Jack Bass, 71, could spend the rest of his life in jail for the death of his friend.
Having bartended for 11 years, Sherrill Arledge said she has gotten pretty good at spotting a drunk.
So she said with confidence Friday that Jack Bass didn't look impaired when he left the Fraternal Order of Eagles club No. 3992 to have lunch with his friend Lewis Stephen Bullock. He had maybe one beer.
"He seemed to be doing fine," Arledge testified Friday, as did three members of the Eagles club.
Within minutes of leaving the club, Bass, then 71, drove off the road in his 1986 GMC Caballero entering a curve on State Road 44, about 11:35 a.m. on Sept. 16, 1998. His car collided with a utility pole after skidding more than 300 feet, killing Bullock, 65.

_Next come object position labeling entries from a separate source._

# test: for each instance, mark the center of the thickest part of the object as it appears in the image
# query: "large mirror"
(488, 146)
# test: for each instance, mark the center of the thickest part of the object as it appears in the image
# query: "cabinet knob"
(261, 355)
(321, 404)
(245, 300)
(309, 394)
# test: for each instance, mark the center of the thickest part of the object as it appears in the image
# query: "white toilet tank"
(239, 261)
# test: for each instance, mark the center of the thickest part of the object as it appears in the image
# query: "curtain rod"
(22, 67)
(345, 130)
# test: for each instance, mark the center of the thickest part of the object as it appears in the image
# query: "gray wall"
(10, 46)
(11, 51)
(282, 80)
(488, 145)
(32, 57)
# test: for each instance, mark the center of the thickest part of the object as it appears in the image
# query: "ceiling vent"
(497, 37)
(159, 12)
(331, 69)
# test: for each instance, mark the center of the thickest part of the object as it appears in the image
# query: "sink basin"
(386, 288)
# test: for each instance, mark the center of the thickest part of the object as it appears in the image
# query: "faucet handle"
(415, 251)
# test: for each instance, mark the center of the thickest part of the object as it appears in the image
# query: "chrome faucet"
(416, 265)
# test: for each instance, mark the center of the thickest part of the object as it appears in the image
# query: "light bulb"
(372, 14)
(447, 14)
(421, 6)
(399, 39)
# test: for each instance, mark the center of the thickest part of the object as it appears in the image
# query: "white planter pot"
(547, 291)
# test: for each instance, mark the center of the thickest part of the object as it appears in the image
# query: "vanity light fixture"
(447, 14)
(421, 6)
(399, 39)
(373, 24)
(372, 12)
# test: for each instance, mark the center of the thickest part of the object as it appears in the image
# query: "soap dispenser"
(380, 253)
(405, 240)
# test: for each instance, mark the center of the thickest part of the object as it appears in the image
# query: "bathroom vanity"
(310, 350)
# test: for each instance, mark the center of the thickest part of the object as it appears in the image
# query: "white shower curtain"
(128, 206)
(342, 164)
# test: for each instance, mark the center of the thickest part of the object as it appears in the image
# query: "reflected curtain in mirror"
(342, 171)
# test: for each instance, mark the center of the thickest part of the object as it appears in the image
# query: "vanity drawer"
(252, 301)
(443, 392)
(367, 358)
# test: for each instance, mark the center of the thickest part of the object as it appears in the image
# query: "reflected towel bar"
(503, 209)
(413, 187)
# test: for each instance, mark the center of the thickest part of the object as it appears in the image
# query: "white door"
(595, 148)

Late Friday, a jury found Bass guilty of driving under the influence-manslaughter after deliberating for about 90 minutes. He faces 10 to 17 years in prison when he is sentenced Oct. 10, a likely death sentence, his attorney said.
"He's had all this time since it happened to spend with his family," said Lynn Ruziecki, 34, one of Bullock's daughters. "My dad missed the birth of another grandchild. It's justice."
Though several witnesses testified during the two-day trial that Bass didn't seem drunk, jurors had three pieces of evidence that were hard to get around.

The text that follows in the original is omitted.